What does HYDRA do? It's almost easier to ask, what can't it do? According the LAPD, HYDRA is an immersion-based, experience-building training center that can literally simulate nearly every conceivable disaster scenario. Scenarios pre-programmed into HYDRA include complex crime scene investigations, terrorist attacks, public disorders, and natural disasters.
"This is basically a flight simulator for police," Sergeant Timothy Kalkus, Officer in Charge of LAPD's HYDRA Operations said. "Anything you can dream of we can build into the system."
The LAPD recently conducted their first HYDRA simulation at the end of March, simulating a bomb threat from a homegrown terrorist unit. HYDRA includes a training suite that includes computers, cameras, and microphones which are used to imitate real world events. Its capabilities are impressive, from how it trains police management to how to deal with the dynamics of real world incidents. Results are then reviewed and analyzed.
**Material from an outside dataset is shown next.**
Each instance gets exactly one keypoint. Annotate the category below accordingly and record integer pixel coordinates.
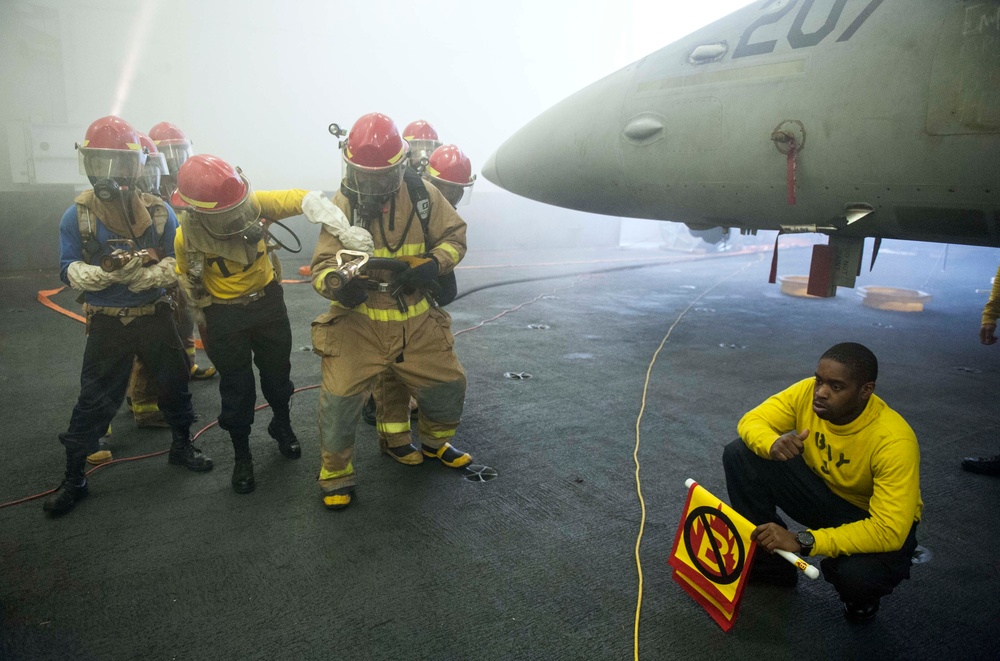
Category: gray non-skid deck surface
(538, 563)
"In the simulation room, there's a large screen and a HYDRA computer. We can feed videos into the room, newscasts, intelligence updates or briefings, replicate phone calls, police radio traffic – even paper feeds. Anything you can do in the real world, you can do in the HYDRA simulation," Kalkus said.
HYDRA was created by Dr. Jonathan Crego who was a professor of psychology in Britain when he designed the first system in 1996. It's been in use for several years for the London Metropolitan Police Services, and there are centers in Ireland, Canada and Australia. The LAPD believes this training system may provide a significant step forward for incident training technology across the U.S.
"This could be a paradigm shift for how police management trains within the next 15-20 years. This fills a supervisor training gap that we've seen happen over the last few years. This helps train management on how to react in the field," Kalkus said.
The LAPD's HYDRA simulator was funded by the Los Angeles Police Foundation with major backing from Target Corporation and the Annenberg Foundation.
“While this is the first HYDRA in the United States, it is certainly not the last," Dr. Crego said. "When local agencies partner to develop a HYDRA training center, every partner agency in the region can benefit at a fraction of the cost.”